Beating the Biological Clock with Research
S A N F R A N C I S C O, March 28, 2001 -- Millions of women plan their lives based on something of a deadline. And there's only a certain window of time when they can safely give birth.
Allison Carlson wonders if she waited too long to have a baby. She started trying to get pregnant at 42.
"We just hoped that everything would be fine and the statistics didn't apply to us," says Carlson.
Carlson soon turned to in-vitro fertilization. She got pregnant but quickly miscarried, as almost half of women over 40 usually do.
"It rocks your world," says Carlson. And rocks the family budget: She has spent $60,000 on fertility treatments.
"We'd rather spend our money on a baby than cars and [an] apartment," she insists.
Now at age 45, she's not giving up. "You want to feel you did everything that you could to have a reasonable chance to have a baby," she says.
The next generation of women in their 40s may have a better chance. Researchers have succeeded in freezing the eggs of a younger woman and thawing them later. It is one promising area of research, while another is pushing back menopause.
Extending Shelf Life of Healthy Eggs
Women are born with all the eggs they will ever have. By puberty, 95 percent of them are gone. The rest dwindle quickly through the 30s and 40s. By the age of 50, a woman's eggs are virtually gone.
But what if the timing were altered? What if there was a pill to stop the release of a woman's eggs that would resume when she stopped taking the pill?
That's exactly what Roger Gosden, the an infertility researcher at McGill University in Montreal is currently researching and finds "it might also delay menopause, instead of 50 then 60, that's the theory."
At Massachusetts General Hospital, John Tilly, the director of the Vincent Center for Reproductive Biology, has stopped menopause in mice. Tilly discovered a gene that causes ovaries to grow old and eggs to die.
The idea was that egg loss from the ovaries is the mechanism that drives menopause. "And if we could understand what causes egg loss, what triggers the death of the eggs," he explains, "then we could maybe one day stop it from occurring and extend how long the ovaries are functioning."

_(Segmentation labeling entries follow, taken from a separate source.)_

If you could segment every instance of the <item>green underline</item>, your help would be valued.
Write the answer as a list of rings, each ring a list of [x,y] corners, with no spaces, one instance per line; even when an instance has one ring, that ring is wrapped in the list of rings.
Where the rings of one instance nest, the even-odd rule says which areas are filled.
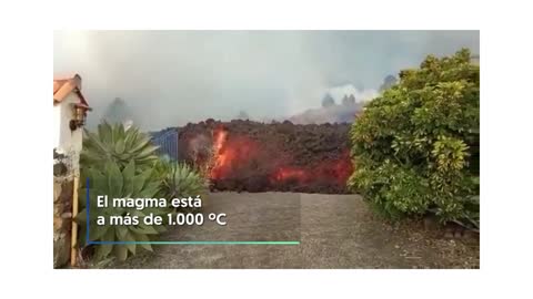
[[[300,241],[90,241],[91,245],[300,245]]]

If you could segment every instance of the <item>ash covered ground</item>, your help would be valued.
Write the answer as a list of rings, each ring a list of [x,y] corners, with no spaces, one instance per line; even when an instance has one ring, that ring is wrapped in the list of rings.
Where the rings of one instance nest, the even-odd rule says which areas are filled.
[[[178,158],[207,169],[212,190],[348,193],[350,124],[208,120],[174,130]]]

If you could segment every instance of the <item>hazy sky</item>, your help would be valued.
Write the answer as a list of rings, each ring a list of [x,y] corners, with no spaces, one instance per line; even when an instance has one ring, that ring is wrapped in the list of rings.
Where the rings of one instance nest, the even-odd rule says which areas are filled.
[[[479,31],[56,31],[53,72],[81,75],[93,122],[122,97],[157,130],[241,110],[290,116],[479,43]]]

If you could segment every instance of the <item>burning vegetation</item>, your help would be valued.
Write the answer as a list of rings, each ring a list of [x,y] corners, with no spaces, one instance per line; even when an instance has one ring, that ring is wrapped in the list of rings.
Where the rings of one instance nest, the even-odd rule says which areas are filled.
[[[179,128],[179,158],[213,190],[346,193],[349,124],[215,122]]]

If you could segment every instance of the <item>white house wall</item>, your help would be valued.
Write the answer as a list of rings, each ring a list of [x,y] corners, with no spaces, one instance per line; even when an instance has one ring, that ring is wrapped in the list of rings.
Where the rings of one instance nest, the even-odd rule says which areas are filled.
[[[70,121],[73,120],[72,104],[79,103],[79,101],[78,95],[71,93],[54,106],[54,117],[56,120],[59,118],[59,127],[56,127],[59,132],[58,148],[64,153],[79,154],[81,152],[82,128],[70,131],[69,125]]]

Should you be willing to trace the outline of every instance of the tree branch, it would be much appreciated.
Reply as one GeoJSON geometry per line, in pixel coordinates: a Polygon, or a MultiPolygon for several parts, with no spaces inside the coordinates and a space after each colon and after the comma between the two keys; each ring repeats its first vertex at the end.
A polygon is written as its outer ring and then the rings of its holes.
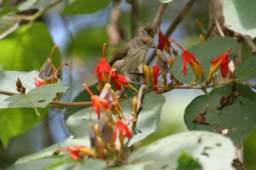
{"type": "MultiPolygon", "coordinates": [[[[12,95],[14,94],[20,94],[16,93],[8,92],[4,90],[0,90],[0,94],[12,95]]],[[[55,106],[62,107],[63,108],[66,107],[87,107],[92,105],[91,102],[63,102],[56,101],[53,101],[52,102],[49,104],[54,105],[55,106]]]]}
{"type": "Polygon", "coordinates": [[[147,34],[153,38],[157,32],[157,28],[161,23],[162,17],[165,11],[167,3],[160,3],[155,17],[150,26],[142,26],[139,28],[139,34],[144,35],[144,31],[146,31],[147,34]]]}
{"type": "MultiPolygon", "coordinates": [[[[184,17],[186,16],[186,15],[187,15],[189,10],[191,8],[191,7],[192,7],[192,6],[195,2],[196,0],[189,0],[188,2],[186,4],[186,5],[185,5],[185,6],[183,8],[181,12],[180,12],[178,16],[177,16],[177,17],[173,22],[172,24],[171,24],[171,25],[169,26],[169,28],[168,28],[166,33],[165,35],[166,37],[168,37],[169,36],[172,35],[178,25],[181,22],[182,22],[184,17]]],[[[159,24],[160,24],[160,22],[159,24]]],[[[158,25],[157,25],[157,26],[158,25]]],[[[157,29],[157,27],[156,29],[157,29]]],[[[147,60],[146,62],[145,62],[146,65],[147,65],[150,63],[150,62],[151,62],[151,60],[153,60],[153,59],[155,55],[156,52],[156,51],[155,50],[152,53],[152,54],[151,54],[151,55],[149,57],[149,59],[147,60]]]]}

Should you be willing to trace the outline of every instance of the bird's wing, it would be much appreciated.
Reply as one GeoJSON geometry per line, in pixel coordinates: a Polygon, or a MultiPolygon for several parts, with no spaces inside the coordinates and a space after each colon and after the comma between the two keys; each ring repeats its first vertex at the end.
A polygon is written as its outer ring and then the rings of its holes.
{"type": "Polygon", "coordinates": [[[112,66],[116,60],[125,58],[127,55],[128,50],[129,48],[127,46],[125,46],[122,47],[111,59],[110,61],[110,65],[112,66]]]}

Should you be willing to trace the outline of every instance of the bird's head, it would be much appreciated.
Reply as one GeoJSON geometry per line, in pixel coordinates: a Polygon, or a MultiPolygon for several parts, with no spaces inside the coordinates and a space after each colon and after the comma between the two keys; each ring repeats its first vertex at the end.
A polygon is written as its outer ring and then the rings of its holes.
{"type": "MultiPolygon", "coordinates": [[[[147,39],[147,37],[150,37],[148,35],[141,35],[137,36],[133,39],[133,43],[135,43],[137,47],[140,49],[149,49],[155,48],[153,44],[150,40],[147,39]]],[[[150,37],[153,40],[152,38],[150,37]]]]}

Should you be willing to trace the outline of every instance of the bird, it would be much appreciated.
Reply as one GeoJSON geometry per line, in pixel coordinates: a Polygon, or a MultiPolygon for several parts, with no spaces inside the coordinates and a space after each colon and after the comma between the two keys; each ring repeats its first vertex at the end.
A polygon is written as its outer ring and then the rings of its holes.
{"type": "Polygon", "coordinates": [[[126,43],[112,57],[109,62],[116,73],[125,76],[126,81],[129,84],[140,85],[142,84],[134,82],[135,75],[140,75],[137,73],[138,67],[143,62],[146,51],[149,48],[155,46],[148,35],[137,36],[126,43]]]}

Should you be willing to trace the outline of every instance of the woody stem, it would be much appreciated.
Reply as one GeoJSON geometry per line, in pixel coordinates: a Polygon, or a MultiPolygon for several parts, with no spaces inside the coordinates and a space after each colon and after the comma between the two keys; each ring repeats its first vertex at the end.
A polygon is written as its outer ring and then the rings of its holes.
{"type": "Polygon", "coordinates": [[[52,52],[51,52],[51,56],[50,56],[50,59],[52,60],[52,56],[53,56],[53,53],[54,49],[55,49],[56,47],[58,48],[59,46],[60,46],[59,45],[58,45],[57,44],[54,45],[54,48],[53,48],[53,50],[52,50],[52,52]]]}

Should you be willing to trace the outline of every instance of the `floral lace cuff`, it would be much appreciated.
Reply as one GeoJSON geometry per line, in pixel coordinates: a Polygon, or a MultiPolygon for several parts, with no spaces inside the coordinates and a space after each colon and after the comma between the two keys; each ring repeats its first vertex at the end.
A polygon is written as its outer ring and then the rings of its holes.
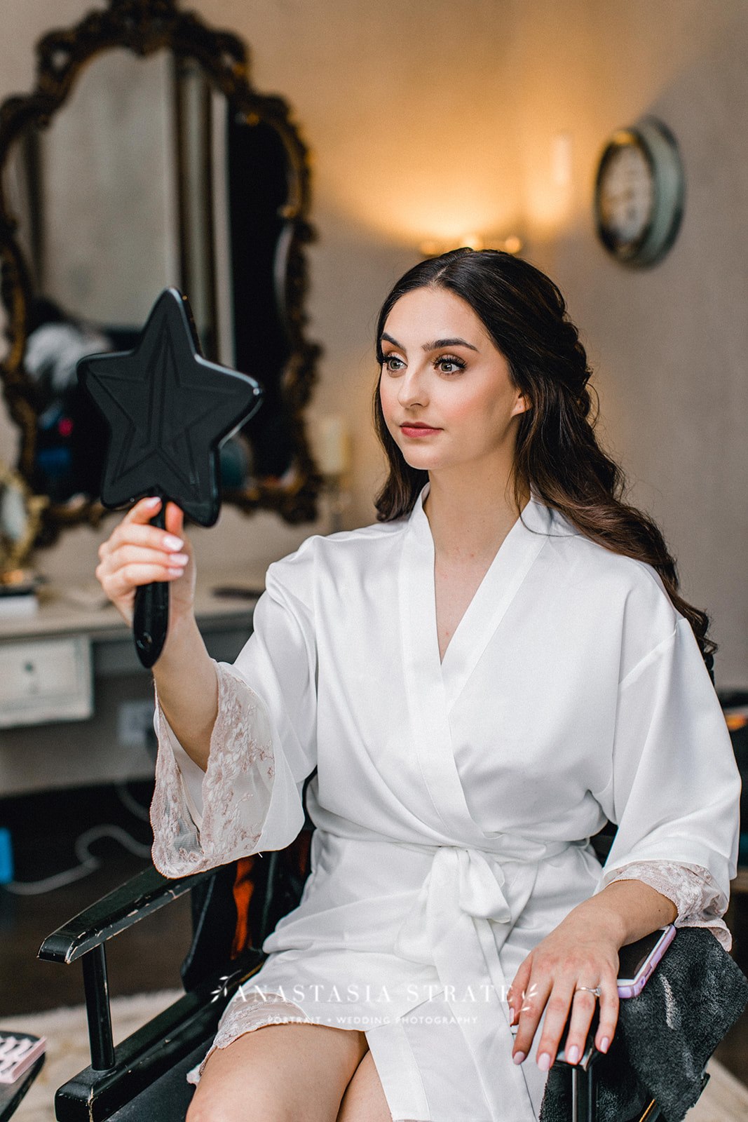
{"type": "Polygon", "coordinates": [[[265,705],[230,666],[215,663],[215,670],[219,711],[204,774],[179,745],[156,697],[150,821],[154,864],[164,876],[198,873],[257,852],[270,806],[275,760],[265,705]]]}
{"type": "Polygon", "coordinates": [[[677,908],[675,927],[705,927],[726,950],[732,936],[722,916],[727,900],[714,877],[703,865],[678,864],[674,861],[637,861],[622,865],[613,881],[643,881],[677,908]]]}

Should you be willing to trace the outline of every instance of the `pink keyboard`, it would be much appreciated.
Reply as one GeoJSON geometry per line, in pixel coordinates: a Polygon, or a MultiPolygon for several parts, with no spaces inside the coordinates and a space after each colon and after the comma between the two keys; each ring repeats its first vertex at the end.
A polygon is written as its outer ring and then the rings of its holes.
{"type": "Polygon", "coordinates": [[[15,1083],[41,1056],[45,1037],[0,1032],[0,1083],[15,1083]]]}

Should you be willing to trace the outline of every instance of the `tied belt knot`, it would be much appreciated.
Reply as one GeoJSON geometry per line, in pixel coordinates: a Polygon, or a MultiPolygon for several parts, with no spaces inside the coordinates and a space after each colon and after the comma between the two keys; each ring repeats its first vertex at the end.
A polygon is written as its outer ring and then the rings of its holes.
{"type": "Polygon", "coordinates": [[[473,1055],[491,1118],[533,1118],[524,1075],[511,1061],[508,981],[499,951],[529,900],[539,862],[569,844],[502,836],[487,840],[496,849],[435,847],[395,953],[435,967],[443,1000],[473,1055]],[[505,1033],[498,1032],[500,1021],[505,1033]]]}

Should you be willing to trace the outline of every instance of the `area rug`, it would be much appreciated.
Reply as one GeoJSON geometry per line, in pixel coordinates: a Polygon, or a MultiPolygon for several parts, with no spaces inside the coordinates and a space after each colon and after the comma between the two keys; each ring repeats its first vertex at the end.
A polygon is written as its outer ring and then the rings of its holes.
{"type": "MultiPolygon", "coordinates": [[[[182,996],[183,990],[161,990],[138,993],[132,997],[112,997],[114,1043],[124,1040],[182,996]]],[[[6,1017],[0,1028],[47,1038],[44,1067],[13,1114],[12,1122],[55,1122],[55,1091],[91,1063],[85,1006],[6,1017]]]]}
{"type": "MultiPolygon", "coordinates": [[[[181,990],[164,990],[133,997],[113,997],[114,1042],[123,1040],[181,996],[181,990]]],[[[55,1091],[90,1061],[84,1006],[6,1018],[0,1027],[47,1038],[46,1063],[13,1114],[13,1122],[55,1122],[55,1091]]],[[[696,1105],[689,1111],[687,1122],[746,1122],[748,1087],[717,1060],[710,1060],[707,1070],[711,1078],[696,1105]]]]}

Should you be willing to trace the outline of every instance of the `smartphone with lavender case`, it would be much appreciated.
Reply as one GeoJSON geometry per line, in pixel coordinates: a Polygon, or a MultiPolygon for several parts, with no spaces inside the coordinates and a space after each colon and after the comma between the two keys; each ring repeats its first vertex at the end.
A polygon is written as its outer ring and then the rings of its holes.
{"type": "Polygon", "coordinates": [[[618,996],[636,997],[641,993],[652,972],[675,938],[672,923],[629,942],[618,951],[618,996]]]}

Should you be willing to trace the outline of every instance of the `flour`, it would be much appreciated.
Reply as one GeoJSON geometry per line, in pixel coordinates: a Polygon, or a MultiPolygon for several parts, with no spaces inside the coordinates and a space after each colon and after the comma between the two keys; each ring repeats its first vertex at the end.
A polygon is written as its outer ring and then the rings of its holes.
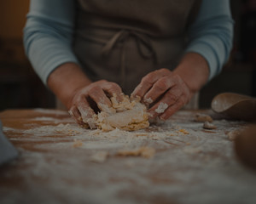
{"type": "Polygon", "coordinates": [[[88,130],[75,123],[4,127],[20,145],[20,157],[1,176],[3,181],[20,178],[24,185],[2,187],[0,201],[255,203],[255,173],[237,162],[226,134],[242,123],[215,120],[218,129],[205,133],[201,122],[180,119],[184,116],[193,116],[179,111],[165,123],[133,132],[88,130]],[[73,148],[74,141],[83,145],[73,148]],[[154,156],[117,156],[142,147],[154,149],[154,156]]]}
{"type": "Polygon", "coordinates": [[[165,110],[168,108],[168,105],[160,102],[157,109],[154,110],[155,112],[157,113],[163,113],[165,110]]]}

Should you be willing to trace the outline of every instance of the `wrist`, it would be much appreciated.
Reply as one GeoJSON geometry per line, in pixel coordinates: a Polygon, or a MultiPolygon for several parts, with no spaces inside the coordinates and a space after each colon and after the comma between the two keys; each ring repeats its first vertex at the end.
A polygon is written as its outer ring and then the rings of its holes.
{"type": "Polygon", "coordinates": [[[69,109],[75,93],[91,83],[81,68],[74,63],[65,63],[58,66],[49,76],[49,88],[69,109]]]}
{"type": "Polygon", "coordinates": [[[193,94],[207,83],[209,77],[209,66],[207,60],[199,54],[188,53],[173,73],[180,76],[193,94]]]}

When he bred mice without that gene, "we had mice that were roughly the equivalent of 100-year-old women. And their ovaries were still functioning normally."
Research for women is years away, but revolutionary fertility treatments are already changing the biological clock.
"It's the patients who drive the techniques," says Dr. Jamie Grifo of New York University. "And that's what makes us do what sound like crazy things, but it's really to help people have healthy babies."
It's why Carlsen keeps trying: "It seems to be worth it when you have a baby in your arms."